Мэгги, повернувшись к Серине, сказала: «Ах, Серина, я так сожалею о твоей утрате». Одетая в красное похоронное платье Серина промокала слезы бахромой черной шали. «Так сожалею, душа моя», – сказала Мэгги и проснулась, тоже плача. Она подумала, что лежит дома в постели, а рядом спит Айра, дыша так ровно, как шуршат по асфальту покрышки машин; его теплая, голая рука покоится под ее головой. Однако то была не рука, а подголовник автомобильного сиденья. Мэгги выпрямилась, кончиками пальцев смахнула с ресниц слезы.
Свет притушили еще на одно деление шкалы, которая завершается темнотой, они уже ехали по протяженному, запутанному торговому району, что раскинулся прямо над Балтимором. Мелькали сверкающие вывески: КАЧЕСТВЕННАЯ САНТЕХНИКА, и ГРИЛЬ СЕСИЛИ, и ЕШЬ, ЕШЬ, ЕШЬ. От Айры остался лишь серый профиль, а повернувшись назад, Мэгги увидела, что лица Лерой и Фионы обесцветились, красочными на них остались лишь отблески неона.
– Далеко еще? – спросила она у Айры.
– Да минут пятнадцать. Мы уже внутри Кольцевой.
– Не забудь остановиться у магазина.
Она сердилась на себя за то, что пропустила часть разговора. (А может, его и не было? Это еще хуже.) Голова словно ватой набита, ничто не выглядит по-настоящему реальным. Они проехали мимо дома, на освещенной застекленной веранде которого были пирамидой выставлены барабаны – большие, на них поменьше и так далее, некоторые в золотистых блестках, точно вечернее платье из ламе, и все в проблесках хрома, – и Мэгги подумала, не заснула ли она снова. Поворачивая голову, она провожала дом глазами, барабаны уменьшались, но оставались жутковато яркими, точно рыбки в аквариуме.
– Мне такой непонятный сон привиделся, – помолчав, сказала она.
– А я там была? – пожелала узнать Лерой.
– Вообще-то не помню. Но могла быть.
– Моей подруге Валери на прошлой неделе приснилось, что я умерла, – сказала Лерой.
– Оох, такого даже говорить не следует!
– Ей приснилось, что меня тракторный прицеп задавил, – довольно сообщила Лерой.
Мэгги повернулась, чтобы встретиться глазами с Фионой. Следовало заверить ее, что подобные сны ничего не значат, а может быть, получить эти заверения от нее. Однако Фиона их разговора не слышала. Она вглядывалась в скопление круглосуточных магазинов и пиццерий.
– Супермаркет «Достойная цена», – сказал Айра и щелкнул выключателем левого поворотника.

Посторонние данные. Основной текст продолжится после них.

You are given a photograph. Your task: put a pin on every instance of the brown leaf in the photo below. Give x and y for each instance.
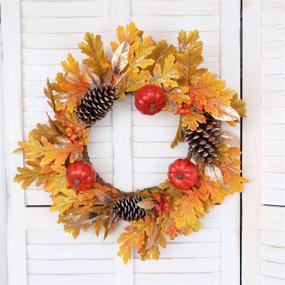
(179, 137)
(153, 237)
(120, 58)
(146, 204)
(230, 138)
(101, 196)
(227, 114)
(214, 173)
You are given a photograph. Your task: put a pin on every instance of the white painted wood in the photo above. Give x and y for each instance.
(166, 8)
(16, 251)
(65, 25)
(44, 9)
(86, 279)
(230, 72)
(181, 279)
(3, 194)
(191, 265)
(251, 141)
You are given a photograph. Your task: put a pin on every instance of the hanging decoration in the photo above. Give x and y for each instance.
(160, 76)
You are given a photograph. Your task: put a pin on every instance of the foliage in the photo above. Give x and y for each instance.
(192, 92)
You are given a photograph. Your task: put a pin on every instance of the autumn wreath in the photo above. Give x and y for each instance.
(158, 75)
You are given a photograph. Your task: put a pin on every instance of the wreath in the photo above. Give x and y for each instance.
(159, 76)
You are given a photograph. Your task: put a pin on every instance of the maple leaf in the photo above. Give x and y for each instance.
(64, 200)
(47, 153)
(130, 34)
(75, 82)
(187, 211)
(209, 94)
(32, 173)
(214, 191)
(50, 132)
(135, 236)
(167, 225)
(179, 136)
(137, 79)
(97, 60)
(55, 182)
(192, 120)
(190, 41)
(166, 75)
(58, 154)
(189, 58)
(232, 177)
(139, 54)
(161, 51)
(33, 149)
(176, 96)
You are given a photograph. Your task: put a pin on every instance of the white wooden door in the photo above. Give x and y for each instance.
(264, 139)
(131, 150)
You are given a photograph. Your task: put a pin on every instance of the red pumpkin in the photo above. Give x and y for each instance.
(150, 99)
(183, 174)
(80, 175)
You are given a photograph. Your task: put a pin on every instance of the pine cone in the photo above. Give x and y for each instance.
(127, 208)
(96, 103)
(204, 142)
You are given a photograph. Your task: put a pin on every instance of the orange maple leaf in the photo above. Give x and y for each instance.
(75, 82)
(192, 120)
(209, 94)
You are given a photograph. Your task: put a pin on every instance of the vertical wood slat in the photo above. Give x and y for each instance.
(230, 72)
(3, 253)
(251, 140)
(122, 138)
(16, 247)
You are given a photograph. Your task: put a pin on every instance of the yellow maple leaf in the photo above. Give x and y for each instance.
(130, 34)
(32, 173)
(161, 51)
(189, 58)
(210, 94)
(190, 41)
(75, 82)
(167, 75)
(139, 56)
(176, 96)
(167, 224)
(179, 136)
(50, 132)
(187, 211)
(64, 200)
(48, 153)
(136, 80)
(192, 120)
(97, 59)
(136, 236)
(54, 183)
(58, 154)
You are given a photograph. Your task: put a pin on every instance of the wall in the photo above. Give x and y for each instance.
(38, 34)
(264, 138)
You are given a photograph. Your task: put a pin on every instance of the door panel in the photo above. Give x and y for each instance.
(128, 149)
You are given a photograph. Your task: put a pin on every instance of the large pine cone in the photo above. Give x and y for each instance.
(204, 142)
(127, 208)
(96, 103)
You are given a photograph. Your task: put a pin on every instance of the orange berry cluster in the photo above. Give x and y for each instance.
(183, 109)
(74, 133)
(162, 203)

– Достойная чего? – спросила Мэгги. – Никогда о таком не слышала.
– Зато он под рукой, вот что главное, – сказал Айра. Он постоял, пропуская встречные машины, дождался окошка в потоке и проскочил через улицу на парковку, замусоренную брошенными тележками для покупок. Остановился рядом с грузовым фургоном и выключил двигатель.
Лерой сказала, что тоже хочет пойти в магазин. Мэгги согласилась: «Ну конечно», после чего и ссутулившийся над рулем Айра выпрямился и открыл свою дверцу, по-видимому надумав отправиться с ними. Это вызвало у Мэгги улыбку. (И не пытайтесь уверить меня, что он равнодушен к своей внучке!) Фиона сказала: «Ладно, я не хочу сидеть тут одна» – и вылезла из машины. По воспоминаниям Мэгги, большой любительницей походов по продуктовым магазинам она не была.